Güneş alnının ortasına yansıyor
Sözcüklerinde şimşekler çakıyordu..
Onun her susmasında
Beyazıt Meydanı’ndan
Göğe
Türküler uzanıyordu…
Beyazıt’ta bir devrimci
Tüm gerçek devrimciler gibi
Eylemi örgütlüyordu..
Aşkla paylaşılan yarınları örüyordu..
Beyazıt Meydanı’nda
Kadınlar erkekler
Kitapçılar
Seyyar satıcılar
Ve öğrenciler
Biten günün ardından
Evlerine yürüyordu…
Güvercinler hala uçuyordu…

17 Şubat 2012 Cuma

bazı geceler.....


 
Gece ayna gibidir, insan kendini görür sanki..


Bazı geceler derin bir off gibidir..
çekersin..bir nefestir ihtiyacın olan..
dolacağına ciğerlerine, için daralır, sıkıştırır anılar..

Bazı geceler üstüne alınmak gibidir..
geceyi üstüne almak..senin için olsun istersin..
şiirler, şarkılar senin için..yazılanları üstüne alınmak..
bir de “o” üstüne alınsın istersin..
senden gelen her şeyi alsın, taa içine, yüreğine koysun…

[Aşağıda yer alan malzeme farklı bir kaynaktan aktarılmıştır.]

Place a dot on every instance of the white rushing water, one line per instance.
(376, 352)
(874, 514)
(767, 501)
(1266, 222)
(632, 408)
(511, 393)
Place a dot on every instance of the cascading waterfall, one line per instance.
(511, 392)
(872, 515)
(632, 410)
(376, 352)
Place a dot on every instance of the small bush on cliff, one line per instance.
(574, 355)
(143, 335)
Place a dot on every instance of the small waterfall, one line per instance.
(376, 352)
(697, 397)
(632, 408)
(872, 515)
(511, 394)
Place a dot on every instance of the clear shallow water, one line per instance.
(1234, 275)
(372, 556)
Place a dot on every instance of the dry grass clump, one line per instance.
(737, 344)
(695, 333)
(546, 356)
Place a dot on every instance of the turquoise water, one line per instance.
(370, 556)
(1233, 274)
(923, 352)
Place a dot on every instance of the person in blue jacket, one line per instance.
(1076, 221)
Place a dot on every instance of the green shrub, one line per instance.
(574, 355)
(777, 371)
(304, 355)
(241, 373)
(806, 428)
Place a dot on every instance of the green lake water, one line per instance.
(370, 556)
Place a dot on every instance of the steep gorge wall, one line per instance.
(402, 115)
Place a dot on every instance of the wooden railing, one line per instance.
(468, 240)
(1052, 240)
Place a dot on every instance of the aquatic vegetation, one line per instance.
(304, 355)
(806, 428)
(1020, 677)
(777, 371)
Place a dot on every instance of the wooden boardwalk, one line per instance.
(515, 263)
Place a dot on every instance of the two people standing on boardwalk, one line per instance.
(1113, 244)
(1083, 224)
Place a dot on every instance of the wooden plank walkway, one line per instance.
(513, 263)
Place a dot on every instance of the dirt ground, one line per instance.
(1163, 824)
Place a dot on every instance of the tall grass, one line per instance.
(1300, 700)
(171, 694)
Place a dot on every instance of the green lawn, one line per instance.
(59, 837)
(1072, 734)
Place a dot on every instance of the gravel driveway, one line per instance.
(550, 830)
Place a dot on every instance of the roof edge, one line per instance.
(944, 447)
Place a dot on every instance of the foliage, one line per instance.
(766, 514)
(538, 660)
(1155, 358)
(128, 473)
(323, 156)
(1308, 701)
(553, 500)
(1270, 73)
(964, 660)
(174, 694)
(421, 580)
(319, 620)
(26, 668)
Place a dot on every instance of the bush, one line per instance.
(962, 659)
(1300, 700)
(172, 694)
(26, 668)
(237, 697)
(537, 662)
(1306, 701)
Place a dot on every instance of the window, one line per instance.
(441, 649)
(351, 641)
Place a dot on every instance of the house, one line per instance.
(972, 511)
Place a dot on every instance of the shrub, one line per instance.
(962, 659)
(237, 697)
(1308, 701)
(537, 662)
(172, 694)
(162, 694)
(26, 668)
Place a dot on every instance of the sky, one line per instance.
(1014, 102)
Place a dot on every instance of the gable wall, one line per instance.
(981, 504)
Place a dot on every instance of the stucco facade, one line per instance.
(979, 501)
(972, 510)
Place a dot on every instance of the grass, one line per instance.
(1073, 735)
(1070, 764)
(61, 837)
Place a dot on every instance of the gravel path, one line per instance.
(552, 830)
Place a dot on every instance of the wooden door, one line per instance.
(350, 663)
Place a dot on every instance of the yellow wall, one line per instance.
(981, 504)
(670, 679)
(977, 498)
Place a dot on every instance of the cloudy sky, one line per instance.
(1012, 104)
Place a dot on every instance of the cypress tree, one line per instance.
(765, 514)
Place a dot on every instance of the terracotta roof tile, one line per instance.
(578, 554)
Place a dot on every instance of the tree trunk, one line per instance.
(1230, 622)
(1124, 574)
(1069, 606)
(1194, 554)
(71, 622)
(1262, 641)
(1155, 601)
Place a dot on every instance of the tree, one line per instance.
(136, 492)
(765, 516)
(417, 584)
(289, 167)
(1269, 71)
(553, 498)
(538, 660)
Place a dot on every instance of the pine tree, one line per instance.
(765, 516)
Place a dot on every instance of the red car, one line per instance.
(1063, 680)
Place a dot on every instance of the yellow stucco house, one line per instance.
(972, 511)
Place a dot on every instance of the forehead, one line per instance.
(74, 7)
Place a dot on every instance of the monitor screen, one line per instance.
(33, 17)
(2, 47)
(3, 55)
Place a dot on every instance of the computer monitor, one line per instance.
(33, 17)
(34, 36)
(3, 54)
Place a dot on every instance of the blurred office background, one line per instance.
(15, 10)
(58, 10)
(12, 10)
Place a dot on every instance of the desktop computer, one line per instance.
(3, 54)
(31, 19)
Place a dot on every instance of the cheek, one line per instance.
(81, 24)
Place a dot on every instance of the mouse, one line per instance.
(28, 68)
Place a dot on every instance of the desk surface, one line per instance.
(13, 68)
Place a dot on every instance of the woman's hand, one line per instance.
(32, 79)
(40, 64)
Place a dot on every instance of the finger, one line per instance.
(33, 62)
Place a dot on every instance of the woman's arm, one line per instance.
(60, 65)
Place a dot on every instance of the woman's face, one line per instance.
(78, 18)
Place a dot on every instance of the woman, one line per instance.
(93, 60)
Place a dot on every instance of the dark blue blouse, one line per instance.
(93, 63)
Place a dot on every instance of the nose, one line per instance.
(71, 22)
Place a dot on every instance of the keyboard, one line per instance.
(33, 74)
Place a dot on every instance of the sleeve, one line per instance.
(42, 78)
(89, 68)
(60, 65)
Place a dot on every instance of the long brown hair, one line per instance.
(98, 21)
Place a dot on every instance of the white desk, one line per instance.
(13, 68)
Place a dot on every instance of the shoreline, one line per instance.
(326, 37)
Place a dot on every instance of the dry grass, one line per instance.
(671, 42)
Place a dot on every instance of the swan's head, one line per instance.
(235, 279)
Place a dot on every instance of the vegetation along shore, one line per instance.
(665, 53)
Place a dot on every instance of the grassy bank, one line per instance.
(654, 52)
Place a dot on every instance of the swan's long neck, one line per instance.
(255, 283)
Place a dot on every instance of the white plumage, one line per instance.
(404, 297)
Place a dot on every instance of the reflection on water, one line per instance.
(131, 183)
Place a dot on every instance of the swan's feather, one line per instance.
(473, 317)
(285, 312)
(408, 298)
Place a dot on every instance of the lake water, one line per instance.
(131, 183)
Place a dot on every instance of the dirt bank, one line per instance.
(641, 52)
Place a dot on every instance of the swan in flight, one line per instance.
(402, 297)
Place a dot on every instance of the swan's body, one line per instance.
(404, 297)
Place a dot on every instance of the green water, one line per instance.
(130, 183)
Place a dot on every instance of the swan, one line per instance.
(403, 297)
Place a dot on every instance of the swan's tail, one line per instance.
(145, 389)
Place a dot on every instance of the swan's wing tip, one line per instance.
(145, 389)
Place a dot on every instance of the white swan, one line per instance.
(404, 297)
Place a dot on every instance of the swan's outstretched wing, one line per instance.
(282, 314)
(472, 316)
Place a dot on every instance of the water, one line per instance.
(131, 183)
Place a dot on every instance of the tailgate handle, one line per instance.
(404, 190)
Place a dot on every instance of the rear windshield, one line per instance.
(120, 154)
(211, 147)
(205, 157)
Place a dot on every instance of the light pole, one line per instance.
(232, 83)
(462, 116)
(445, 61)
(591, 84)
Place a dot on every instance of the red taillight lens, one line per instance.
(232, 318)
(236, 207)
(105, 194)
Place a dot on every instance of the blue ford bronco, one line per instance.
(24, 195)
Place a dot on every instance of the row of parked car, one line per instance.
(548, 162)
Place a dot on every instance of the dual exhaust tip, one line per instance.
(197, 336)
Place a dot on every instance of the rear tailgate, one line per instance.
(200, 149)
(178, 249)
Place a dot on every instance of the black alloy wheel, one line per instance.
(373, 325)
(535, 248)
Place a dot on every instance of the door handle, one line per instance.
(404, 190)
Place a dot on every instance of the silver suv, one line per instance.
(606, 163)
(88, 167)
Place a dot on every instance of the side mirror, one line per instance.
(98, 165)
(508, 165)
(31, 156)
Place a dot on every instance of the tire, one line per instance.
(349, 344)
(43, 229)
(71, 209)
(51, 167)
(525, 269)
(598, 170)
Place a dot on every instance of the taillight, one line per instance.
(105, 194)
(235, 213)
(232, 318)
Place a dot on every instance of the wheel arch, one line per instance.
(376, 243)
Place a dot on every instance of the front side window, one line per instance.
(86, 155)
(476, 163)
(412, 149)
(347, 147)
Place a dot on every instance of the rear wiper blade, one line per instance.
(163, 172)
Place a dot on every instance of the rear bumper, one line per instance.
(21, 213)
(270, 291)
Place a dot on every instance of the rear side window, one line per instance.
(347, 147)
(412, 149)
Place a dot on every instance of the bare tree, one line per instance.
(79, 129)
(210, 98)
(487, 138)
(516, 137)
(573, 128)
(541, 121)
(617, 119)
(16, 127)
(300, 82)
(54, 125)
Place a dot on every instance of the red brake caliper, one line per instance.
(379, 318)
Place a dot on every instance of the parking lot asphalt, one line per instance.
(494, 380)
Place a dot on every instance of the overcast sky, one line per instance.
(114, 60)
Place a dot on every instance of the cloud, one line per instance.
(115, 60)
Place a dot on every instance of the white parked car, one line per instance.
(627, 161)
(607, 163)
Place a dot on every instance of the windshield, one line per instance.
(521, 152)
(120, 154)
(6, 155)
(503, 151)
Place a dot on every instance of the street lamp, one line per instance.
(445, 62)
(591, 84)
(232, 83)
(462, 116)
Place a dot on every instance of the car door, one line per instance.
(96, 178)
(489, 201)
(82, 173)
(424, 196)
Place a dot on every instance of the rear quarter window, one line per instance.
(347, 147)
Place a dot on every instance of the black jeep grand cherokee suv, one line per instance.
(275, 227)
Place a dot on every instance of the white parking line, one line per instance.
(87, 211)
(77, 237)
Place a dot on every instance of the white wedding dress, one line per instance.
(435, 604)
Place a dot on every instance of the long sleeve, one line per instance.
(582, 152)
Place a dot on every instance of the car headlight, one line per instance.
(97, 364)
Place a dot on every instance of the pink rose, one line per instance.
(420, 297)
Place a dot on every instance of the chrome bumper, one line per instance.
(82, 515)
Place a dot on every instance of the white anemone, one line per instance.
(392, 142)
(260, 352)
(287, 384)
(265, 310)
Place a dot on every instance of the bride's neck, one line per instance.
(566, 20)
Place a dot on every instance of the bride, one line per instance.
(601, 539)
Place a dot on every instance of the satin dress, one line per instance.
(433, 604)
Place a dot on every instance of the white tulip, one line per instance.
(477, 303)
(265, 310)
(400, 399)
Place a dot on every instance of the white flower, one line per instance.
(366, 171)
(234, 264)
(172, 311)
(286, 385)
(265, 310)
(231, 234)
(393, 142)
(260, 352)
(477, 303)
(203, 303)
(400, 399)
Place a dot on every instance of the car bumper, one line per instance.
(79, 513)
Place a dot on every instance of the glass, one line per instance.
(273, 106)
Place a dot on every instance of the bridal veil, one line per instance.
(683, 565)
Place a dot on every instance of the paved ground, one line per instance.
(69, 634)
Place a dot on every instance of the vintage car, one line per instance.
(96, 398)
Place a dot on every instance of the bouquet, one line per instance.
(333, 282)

Bazı geceler dalın ucunda sallanan bir yaprak gibidir..
düşmeyle kalma arasında bir kararsızlık, bir telaş..karanlığa asılmış bir yıldız gibi..
o yıldız düşmesin istersin..gün doğmasın, yıldız ölmesin..
kalbine tutulmuş bir sevda gibi..aşk ölmesin istersin..telaşlı ve ürkek..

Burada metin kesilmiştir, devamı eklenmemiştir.